Dado que los seres humanos son almas encapsuladas en una forma (el cuerpo), nuestro instinto nos dice que nosotros y los que nos rodean estamos allí 'para siempre'. Y lo reconfortante de saber es que es verdad. De hecho, todos estamos allí para siempre a menos que deseemos lo contrario. En cuanto a nuestras relaciones, estas están definidas por la ley del karma. Cuando tratamos con las personas en nuestras vidas, el papel de cada uno está predeterminado. En el caso de algunas personas, nuestra deuda se liquida en una vida determinada, mientras que en otras es posible que se traslade.
Las personas reciben de nosotros solo lo que les corresponde y nosotros recibimos de ellos solo lo que nos corresponde. Estamos conectados entre nosotros por medio de nuestra deuda kármica (rnanubandhan). Es como la libra de carne, ni una onza más, ni una onza menos (Mercader de Venecia-Shakespeare).
Sin embargo, lo que hay que recordar es que aunque la relación está predeterminada, tenemos la libertad de respuesta, siempre. Al no reaccionar ante las relaciones enconadas, saldamos nuestras deudas con esas personas antes que si reaccionáramos a ellas.

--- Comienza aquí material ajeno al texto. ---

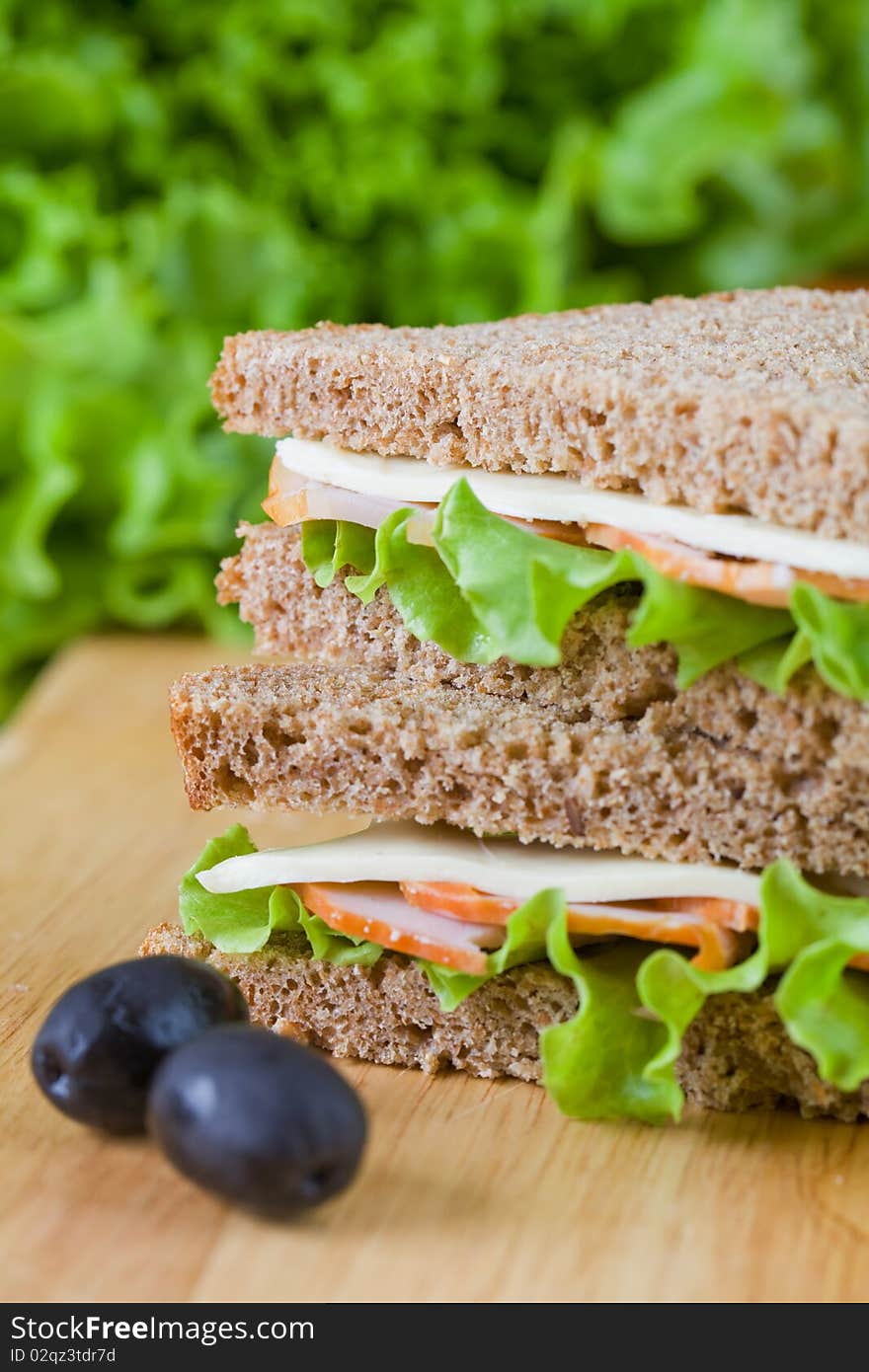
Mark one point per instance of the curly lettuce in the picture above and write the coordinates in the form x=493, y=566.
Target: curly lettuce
x=616, y=1055
x=489, y=589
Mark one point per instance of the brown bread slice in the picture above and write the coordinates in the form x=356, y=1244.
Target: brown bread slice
x=736, y=1054
x=750, y=401
x=664, y=781
x=598, y=675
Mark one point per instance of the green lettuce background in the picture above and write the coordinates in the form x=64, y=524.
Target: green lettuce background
x=175, y=172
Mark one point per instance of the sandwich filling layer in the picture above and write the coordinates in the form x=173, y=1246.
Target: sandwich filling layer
x=616, y=1055
x=484, y=583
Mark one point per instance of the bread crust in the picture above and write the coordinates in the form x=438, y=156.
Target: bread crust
x=745, y=401
x=736, y=1054
x=678, y=780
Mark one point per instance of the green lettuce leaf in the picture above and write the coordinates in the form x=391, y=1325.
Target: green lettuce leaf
x=246, y=919
x=239, y=922
x=616, y=1055
x=331, y=545
x=839, y=637
x=524, y=940
x=326, y=943
x=490, y=589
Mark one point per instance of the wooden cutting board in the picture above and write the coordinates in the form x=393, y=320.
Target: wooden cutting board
x=471, y=1189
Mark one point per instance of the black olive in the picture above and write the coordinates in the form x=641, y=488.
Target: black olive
x=106, y=1036
x=257, y=1118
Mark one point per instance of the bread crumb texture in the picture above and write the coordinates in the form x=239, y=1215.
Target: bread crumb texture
x=619, y=759
x=736, y=1054
x=751, y=402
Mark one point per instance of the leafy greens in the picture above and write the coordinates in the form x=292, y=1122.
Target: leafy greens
x=489, y=589
x=616, y=1055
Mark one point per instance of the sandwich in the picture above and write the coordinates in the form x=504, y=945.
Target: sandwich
x=574, y=611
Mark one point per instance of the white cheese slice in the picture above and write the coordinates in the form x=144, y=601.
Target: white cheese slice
x=496, y=866
x=558, y=496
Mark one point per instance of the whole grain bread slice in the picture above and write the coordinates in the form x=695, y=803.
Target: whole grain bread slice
x=736, y=1054
x=672, y=780
x=747, y=401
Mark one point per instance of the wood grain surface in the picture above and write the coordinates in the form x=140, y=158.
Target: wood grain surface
x=470, y=1191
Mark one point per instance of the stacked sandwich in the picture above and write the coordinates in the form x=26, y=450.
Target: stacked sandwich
x=578, y=614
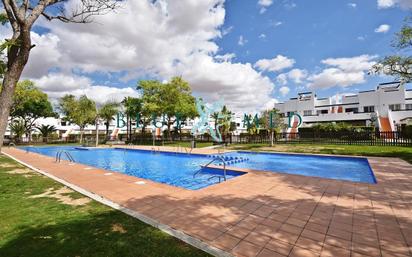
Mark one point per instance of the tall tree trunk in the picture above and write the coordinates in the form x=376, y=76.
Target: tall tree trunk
x=81, y=135
x=127, y=127
x=271, y=137
x=17, y=57
x=97, y=132
x=107, y=129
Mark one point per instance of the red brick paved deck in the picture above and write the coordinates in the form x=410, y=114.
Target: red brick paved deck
x=269, y=214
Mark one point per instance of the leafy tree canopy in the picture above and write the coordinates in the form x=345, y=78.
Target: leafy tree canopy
x=30, y=103
x=171, y=99
x=81, y=111
x=398, y=65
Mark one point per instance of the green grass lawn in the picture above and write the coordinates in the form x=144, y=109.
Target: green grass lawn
x=50, y=225
x=404, y=153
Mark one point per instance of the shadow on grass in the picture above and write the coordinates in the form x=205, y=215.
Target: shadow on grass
x=107, y=234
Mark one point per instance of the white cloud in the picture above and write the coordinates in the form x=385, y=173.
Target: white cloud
x=361, y=38
x=163, y=39
x=242, y=87
x=227, y=30
x=275, y=23
x=382, y=28
x=58, y=82
x=290, y=5
x=278, y=63
x=282, y=79
x=57, y=85
x=297, y=75
x=404, y=4
x=270, y=104
x=342, y=72
x=242, y=41
x=262, y=36
x=284, y=90
x=265, y=3
x=225, y=57
x=357, y=63
x=332, y=77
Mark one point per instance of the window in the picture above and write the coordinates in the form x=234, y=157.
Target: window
x=307, y=113
x=394, y=107
x=369, y=108
x=354, y=110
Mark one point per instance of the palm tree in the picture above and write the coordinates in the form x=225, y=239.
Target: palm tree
x=133, y=107
x=45, y=131
x=107, y=112
x=18, y=128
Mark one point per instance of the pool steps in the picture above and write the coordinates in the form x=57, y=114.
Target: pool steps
x=230, y=159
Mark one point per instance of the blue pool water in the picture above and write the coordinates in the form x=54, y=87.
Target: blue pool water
x=178, y=169
x=169, y=168
x=341, y=168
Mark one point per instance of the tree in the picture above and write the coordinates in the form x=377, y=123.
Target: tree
x=106, y=112
x=223, y=120
x=17, y=128
x=22, y=14
x=81, y=112
x=30, y=104
x=45, y=131
x=272, y=121
x=172, y=100
x=133, y=107
x=398, y=65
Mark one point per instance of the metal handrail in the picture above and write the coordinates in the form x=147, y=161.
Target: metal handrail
x=154, y=149
x=188, y=151
x=207, y=165
x=68, y=155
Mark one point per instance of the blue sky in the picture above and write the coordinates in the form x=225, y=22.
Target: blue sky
x=310, y=31
x=251, y=53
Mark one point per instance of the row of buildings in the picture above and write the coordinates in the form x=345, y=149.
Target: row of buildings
x=389, y=105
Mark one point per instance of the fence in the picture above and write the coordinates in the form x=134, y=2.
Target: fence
x=341, y=138
x=397, y=138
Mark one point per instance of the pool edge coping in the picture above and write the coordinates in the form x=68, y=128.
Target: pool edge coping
x=199, y=244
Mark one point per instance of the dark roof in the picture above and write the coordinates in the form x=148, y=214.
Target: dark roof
x=366, y=91
x=330, y=105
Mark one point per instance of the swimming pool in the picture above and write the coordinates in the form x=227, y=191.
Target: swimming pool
x=341, y=168
x=168, y=168
x=177, y=169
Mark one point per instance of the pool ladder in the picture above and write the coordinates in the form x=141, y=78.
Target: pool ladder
x=217, y=158
x=179, y=149
x=153, y=149
x=68, y=155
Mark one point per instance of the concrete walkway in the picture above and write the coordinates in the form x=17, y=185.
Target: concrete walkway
x=265, y=213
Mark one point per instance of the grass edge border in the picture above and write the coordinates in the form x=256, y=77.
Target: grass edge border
x=165, y=228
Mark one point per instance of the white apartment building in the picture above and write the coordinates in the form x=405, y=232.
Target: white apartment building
x=390, y=103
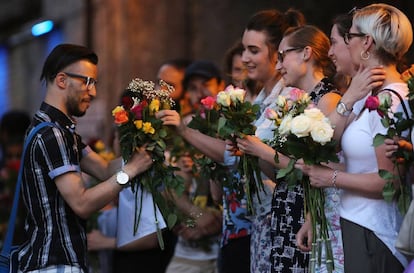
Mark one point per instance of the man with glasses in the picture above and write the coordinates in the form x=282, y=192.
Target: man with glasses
x=53, y=189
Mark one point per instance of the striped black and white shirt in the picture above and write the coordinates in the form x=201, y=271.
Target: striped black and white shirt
x=56, y=235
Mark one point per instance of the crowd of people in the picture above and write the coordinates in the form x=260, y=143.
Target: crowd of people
x=277, y=53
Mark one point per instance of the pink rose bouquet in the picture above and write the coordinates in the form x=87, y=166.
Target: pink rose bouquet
x=138, y=127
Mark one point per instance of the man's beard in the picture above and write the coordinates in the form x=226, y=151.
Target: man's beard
x=73, y=109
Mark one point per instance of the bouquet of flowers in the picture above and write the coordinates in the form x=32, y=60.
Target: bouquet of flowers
x=303, y=132
x=229, y=116
x=206, y=121
x=138, y=127
x=398, y=124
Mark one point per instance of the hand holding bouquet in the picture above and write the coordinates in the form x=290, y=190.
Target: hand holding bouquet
x=229, y=116
x=303, y=132
x=138, y=127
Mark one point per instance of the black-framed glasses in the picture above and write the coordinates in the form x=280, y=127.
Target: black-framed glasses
x=89, y=81
x=349, y=35
x=353, y=10
x=282, y=53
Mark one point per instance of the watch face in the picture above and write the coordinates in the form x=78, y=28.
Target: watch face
x=122, y=178
x=341, y=109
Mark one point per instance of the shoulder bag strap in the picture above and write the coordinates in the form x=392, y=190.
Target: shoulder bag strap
x=12, y=220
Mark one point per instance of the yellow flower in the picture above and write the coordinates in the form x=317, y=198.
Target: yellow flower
x=138, y=124
x=154, y=106
x=147, y=128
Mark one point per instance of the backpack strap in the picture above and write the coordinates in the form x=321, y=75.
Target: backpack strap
x=12, y=219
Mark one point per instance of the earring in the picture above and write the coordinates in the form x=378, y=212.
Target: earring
x=364, y=55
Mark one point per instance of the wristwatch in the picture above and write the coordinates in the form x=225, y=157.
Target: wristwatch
x=342, y=109
x=122, y=178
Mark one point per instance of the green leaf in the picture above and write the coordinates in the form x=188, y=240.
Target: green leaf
x=388, y=191
x=172, y=220
x=283, y=172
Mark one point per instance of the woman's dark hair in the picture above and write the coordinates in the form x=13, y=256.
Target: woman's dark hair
x=343, y=23
x=315, y=38
x=274, y=23
x=236, y=49
x=62, y=56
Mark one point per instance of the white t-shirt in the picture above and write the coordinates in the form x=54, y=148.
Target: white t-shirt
x=382, y=217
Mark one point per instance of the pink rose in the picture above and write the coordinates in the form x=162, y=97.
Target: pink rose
x=270, y=114
x=208, y=102
x=372, y=103
x=296, y=93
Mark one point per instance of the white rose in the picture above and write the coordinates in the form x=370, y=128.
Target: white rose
x=301, y=125
x=284, y=127
x=237, y=95
x=223, y=99
x=314, y=114
x=281, y=101
x=322, y=132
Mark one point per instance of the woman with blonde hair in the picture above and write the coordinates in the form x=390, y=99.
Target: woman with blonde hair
x=378, y=39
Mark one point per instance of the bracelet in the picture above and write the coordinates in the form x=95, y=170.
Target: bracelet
x=196, y=215
x=334, y=175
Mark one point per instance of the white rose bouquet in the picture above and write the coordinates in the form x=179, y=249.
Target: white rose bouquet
x=303, y=132
x=232, y=117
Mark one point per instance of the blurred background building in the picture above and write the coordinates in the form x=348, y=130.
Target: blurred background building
x=132, y=39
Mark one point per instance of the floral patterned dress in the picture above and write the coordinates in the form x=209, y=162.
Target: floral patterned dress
x=288, y=215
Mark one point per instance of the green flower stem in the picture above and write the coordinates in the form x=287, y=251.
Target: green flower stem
x=315, y=206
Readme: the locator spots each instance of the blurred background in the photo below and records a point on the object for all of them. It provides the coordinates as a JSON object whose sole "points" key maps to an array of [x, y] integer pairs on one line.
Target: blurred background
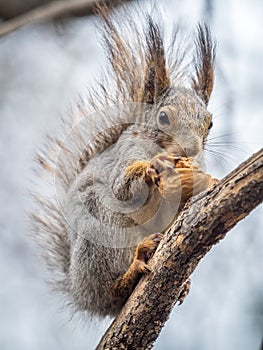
{"points": [[43, 68]]}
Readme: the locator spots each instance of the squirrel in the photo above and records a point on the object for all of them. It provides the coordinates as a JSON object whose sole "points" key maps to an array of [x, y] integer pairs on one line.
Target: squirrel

En cuanto a nuestras relaciones amorosas, no te aflijas, es solo la forma la que se aniquila, la relación continúa. Continúa hasta el momento en que no sientes nada más que pura indiferencia hacia la persona. Pero mientras todavía exista ese tirón, ese tirón de un asunto pendiente, recuerden que esas almas volverán. Y así como los aceptó como la verdad última en esta vida, así será en la próxima. Hasta el momento en que hay un cierre, cuando se hace todo lo que había que hacer, se aprende todo lo que se tenía que aprender y se ha dicho todo lo que había que decir. Entonces te despides en paz.